Cardy recently resigned from his role as minister and his resignation letter suggested Premier Blaine Higgs was making decisions based on emotions and not on evidence or data.
The letter suggested Higgs was also moving to eliminate French immersion in September 2023, which is an accelerated timeline, according to the New Brunswick Teachers’ Association.
He also stated the premier said “data my a–” to a civil servant who was showing him the numbers on the effectiveness of French immersion.
That civil servant was George Daley, Cardy confirmed.
Since then, a new deputy minister of Education and Early Childhood Development was appointed and George Daley has left.
“This sort of messaging is sending shockwaves of uncertainty through the civil service and this is again the latest crisis that has hit the civil service,” Cardy said. “This one is more public because of the way that I resigned and now Mr. Daley being removed, but core fact is still there, which is that we have a civil service that is being subjected to political inference on a regular basis and it has to stop.”
Cardy said he and Daley were aligned in not wanting to eliminate French immersion, though both acknowledged it needed some reform.
“Mr.

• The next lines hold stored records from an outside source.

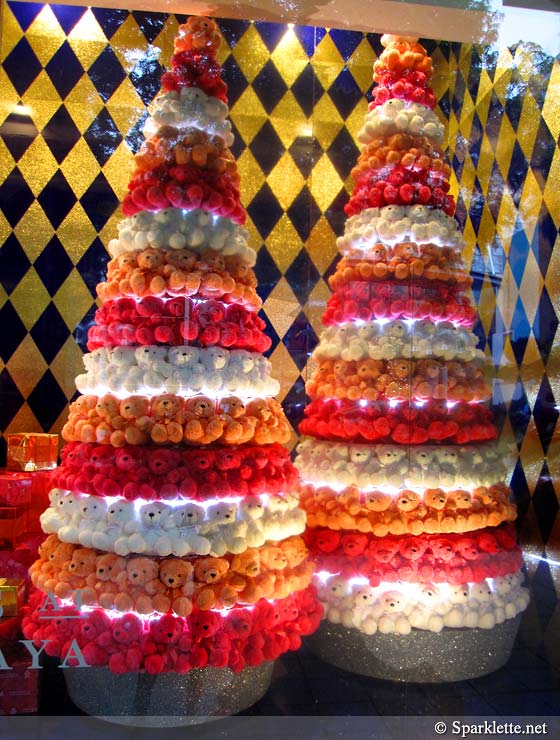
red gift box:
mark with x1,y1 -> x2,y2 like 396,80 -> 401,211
0,650 -> 39,715
0,470 -> 33,506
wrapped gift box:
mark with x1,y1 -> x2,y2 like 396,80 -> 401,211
0,648 -> 39,715
0,470 -> 33,506
6,432 -> 58,472
0,506 -> 27,548
0,578 -> 27,617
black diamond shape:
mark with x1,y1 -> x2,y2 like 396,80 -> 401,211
325,188 -> 348,234
533,375 -> 560,455
76,237 -> 109,297
0,167 -> 34,228
29,301 -> 70,365
510,458 -> 531,519
294,26 -> 327,57
329,28 -> 364,62
531,203 -> 558,277
10,3 -> 45,31
42,105 -> 80,164
88,46 -> 126,103
328,125 -> 360,181
51,5 -> 86,36
222,54 -> 249,108
0,233 -> 31,295
90,8 -> 130,40
217,18 -> 251,49
287,185 -> 321,242
0,368 -> 25,429
291,64 -> 323,118
509,380 -> 531,447
27,370 -> 68,431
328,67 -> 362,120
533,285 -> 558,364
259,311 -> 280,357
288,136 -> 323,180
80,172 -> 119,231
0,301 -> 27,362
0,113 -> 39,162
255,244 -> 282,303
283,311 -> 318,372
37,170 -> 77,229
486,165 -> 505,221
285,249 -> 320,306
124,110 -> 148,154
84,108 -> 122,167
254,21 -> 286,53
249,120 -> 285,176
247,182 -> 284,241
132,10 -> 166,44
3,36 -> 43,97
282,375 -> 306,430
45,41 -> 84,100
507,139 -> 529,208
72,303 -> 98,352
253,59 -> 288,115
34,235 -> 74,298
130,47 -> 165,105
533,462 -> 559,542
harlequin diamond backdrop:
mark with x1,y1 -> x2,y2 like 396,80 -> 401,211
0,2 -> 560,549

Daley and I were consistent in going to the premier and saying, ‘Here is what we can do, here is a realistic timeline in which we can do it,’ and over the last few months the premier became less and less interested in facts,” he said.
He said the promise not to politically interfere is gone.

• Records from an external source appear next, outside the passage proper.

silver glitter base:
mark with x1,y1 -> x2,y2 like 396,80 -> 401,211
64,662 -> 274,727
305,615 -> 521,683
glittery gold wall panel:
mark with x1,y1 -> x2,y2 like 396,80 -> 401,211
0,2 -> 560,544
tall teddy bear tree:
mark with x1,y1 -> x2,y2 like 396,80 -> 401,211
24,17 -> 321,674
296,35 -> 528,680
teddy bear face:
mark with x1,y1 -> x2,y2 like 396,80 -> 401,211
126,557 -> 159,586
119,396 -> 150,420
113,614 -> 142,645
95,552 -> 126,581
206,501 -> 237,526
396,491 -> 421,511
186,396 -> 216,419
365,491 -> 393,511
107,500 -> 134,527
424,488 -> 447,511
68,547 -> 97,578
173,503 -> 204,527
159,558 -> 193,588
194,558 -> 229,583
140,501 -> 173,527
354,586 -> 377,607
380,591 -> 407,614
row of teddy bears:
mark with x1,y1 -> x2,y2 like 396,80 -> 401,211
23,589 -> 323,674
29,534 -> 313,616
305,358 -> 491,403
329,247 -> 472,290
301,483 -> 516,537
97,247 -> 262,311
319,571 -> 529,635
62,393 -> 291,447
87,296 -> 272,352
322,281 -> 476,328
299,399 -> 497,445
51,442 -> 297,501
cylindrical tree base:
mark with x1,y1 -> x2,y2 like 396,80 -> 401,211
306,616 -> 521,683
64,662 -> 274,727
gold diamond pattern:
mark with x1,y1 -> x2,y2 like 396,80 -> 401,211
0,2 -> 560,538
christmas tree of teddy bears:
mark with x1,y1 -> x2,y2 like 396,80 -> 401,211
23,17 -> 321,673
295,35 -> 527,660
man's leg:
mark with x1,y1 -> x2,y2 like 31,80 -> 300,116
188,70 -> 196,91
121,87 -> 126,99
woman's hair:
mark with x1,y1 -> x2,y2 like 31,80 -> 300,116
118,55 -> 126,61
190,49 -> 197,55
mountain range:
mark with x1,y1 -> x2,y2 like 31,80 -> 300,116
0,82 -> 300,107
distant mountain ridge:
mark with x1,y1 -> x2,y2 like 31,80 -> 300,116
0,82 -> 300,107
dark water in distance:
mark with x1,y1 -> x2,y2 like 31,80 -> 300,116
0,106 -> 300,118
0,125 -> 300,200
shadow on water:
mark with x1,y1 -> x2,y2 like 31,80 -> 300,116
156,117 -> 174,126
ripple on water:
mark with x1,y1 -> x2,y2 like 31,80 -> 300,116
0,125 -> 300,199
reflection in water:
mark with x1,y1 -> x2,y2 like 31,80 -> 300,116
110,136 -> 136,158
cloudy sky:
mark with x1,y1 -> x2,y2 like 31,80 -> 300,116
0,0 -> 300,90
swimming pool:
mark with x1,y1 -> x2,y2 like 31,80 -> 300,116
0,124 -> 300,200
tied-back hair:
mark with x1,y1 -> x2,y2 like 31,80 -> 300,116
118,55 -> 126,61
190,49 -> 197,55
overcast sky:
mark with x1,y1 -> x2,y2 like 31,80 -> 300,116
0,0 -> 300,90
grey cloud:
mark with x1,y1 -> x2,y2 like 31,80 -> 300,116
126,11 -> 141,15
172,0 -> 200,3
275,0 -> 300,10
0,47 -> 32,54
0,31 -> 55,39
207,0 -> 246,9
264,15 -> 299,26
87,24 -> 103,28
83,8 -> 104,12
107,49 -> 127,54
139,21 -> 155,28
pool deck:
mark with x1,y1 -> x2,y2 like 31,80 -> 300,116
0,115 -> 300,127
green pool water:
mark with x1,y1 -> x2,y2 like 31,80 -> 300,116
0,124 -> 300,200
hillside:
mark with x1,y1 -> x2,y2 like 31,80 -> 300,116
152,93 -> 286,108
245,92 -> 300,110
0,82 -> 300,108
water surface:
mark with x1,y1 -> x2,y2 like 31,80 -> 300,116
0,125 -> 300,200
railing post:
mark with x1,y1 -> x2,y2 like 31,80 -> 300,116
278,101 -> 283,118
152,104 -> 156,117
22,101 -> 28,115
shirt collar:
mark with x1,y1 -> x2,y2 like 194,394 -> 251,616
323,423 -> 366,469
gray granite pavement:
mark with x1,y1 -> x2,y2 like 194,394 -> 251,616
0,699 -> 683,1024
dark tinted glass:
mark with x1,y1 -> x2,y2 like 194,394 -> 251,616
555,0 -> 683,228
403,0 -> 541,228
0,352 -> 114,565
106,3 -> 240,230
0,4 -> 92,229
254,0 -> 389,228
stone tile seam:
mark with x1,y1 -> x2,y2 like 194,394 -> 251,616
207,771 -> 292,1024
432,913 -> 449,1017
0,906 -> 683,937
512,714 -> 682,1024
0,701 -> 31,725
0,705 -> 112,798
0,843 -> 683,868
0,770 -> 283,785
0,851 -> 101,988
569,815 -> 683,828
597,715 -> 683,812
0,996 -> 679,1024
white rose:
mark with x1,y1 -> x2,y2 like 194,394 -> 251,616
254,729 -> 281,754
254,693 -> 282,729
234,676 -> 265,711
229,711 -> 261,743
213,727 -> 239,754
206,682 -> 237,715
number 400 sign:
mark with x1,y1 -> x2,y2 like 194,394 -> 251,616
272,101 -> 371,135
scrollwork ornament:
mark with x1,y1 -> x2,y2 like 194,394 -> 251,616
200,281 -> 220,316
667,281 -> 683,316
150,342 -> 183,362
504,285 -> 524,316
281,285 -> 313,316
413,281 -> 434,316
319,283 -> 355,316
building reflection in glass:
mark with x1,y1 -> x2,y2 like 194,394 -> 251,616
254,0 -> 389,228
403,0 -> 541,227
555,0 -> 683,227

“To see that tossed away because of a premier obsessed with electoral legacy and apparently anything to do with language is disheartening,” he said.
In a statement, Premier Blaine Higgs thanked Daley for his time and work as deputy minister, adding he “especially wanted to acknowledge the valuable contribution he made in his role during the pandemic.”

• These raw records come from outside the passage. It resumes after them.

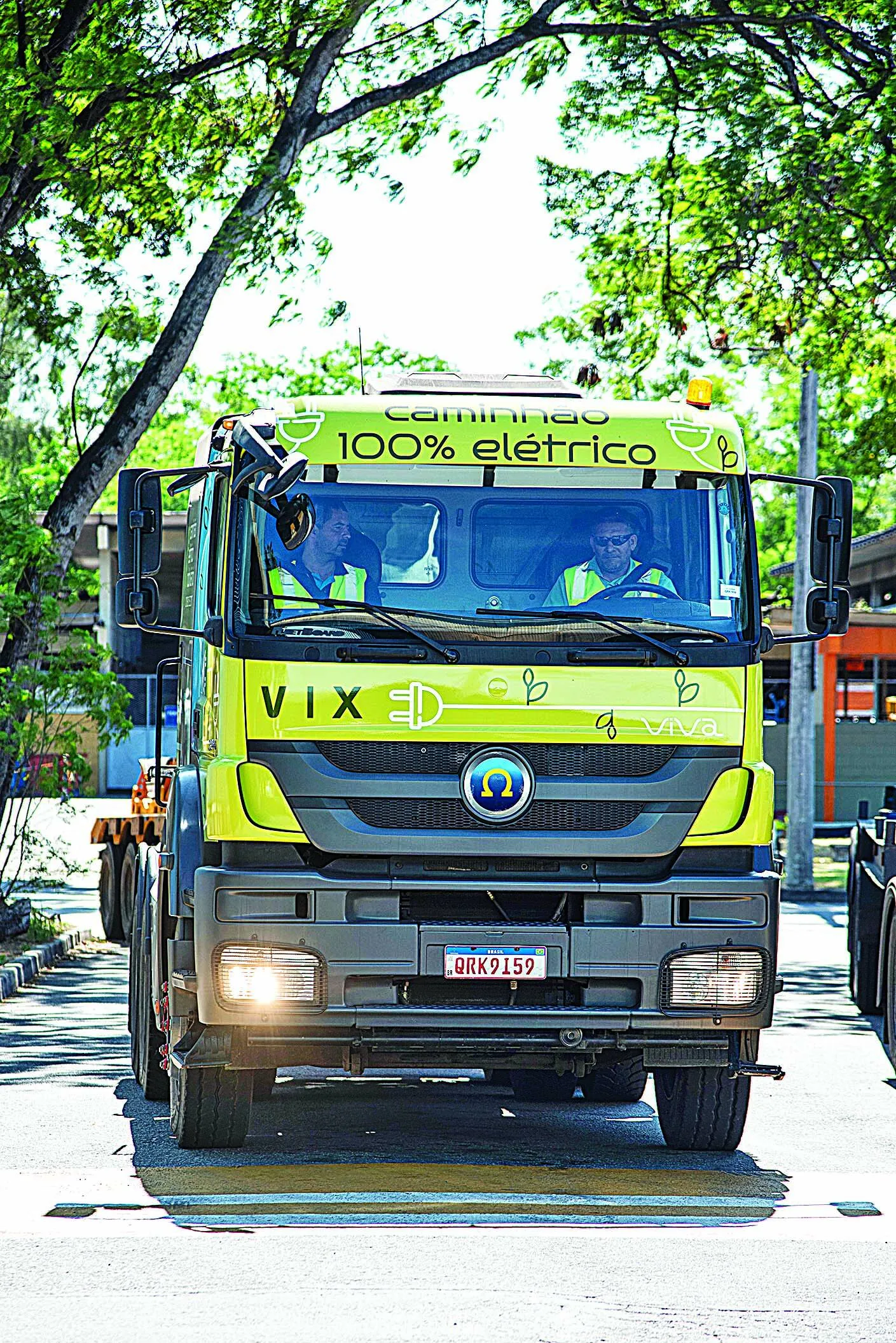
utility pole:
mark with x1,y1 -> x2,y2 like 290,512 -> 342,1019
785,368 -> 818,892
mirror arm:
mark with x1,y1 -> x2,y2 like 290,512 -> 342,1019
750,471 -> 843,648
130,462 -> 231,648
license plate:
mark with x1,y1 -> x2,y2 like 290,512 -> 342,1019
445,947 -> 548,979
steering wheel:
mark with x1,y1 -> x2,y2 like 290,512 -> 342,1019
574,583 -> 681,611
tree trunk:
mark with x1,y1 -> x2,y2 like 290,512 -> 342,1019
0,15 -> 360,815
785,368 -> 818,893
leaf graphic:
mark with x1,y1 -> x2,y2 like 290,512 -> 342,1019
676,667 -> 700,707
594,709 -> 617,741
523,667 -> 548,705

But Higgs declined to comment on why Daley is no longer with the government.
Liberal leader Susan Holt said it is scary to see the most recent departure of someone in the civil service.
She said it worries her on whether others working within the civil service might feel unable to speak truth to power.
“It’s suggests if you disagree with the direction of the PC government, the Higgs cabinet, then your job is at risk,” she said in an interview on Friday.
According to Holt, there has been many resignations within that sector. Her party is looking at the number of resignations this year compared to previous years.
John MacLaughlin will become deputy minister of the department in the interim.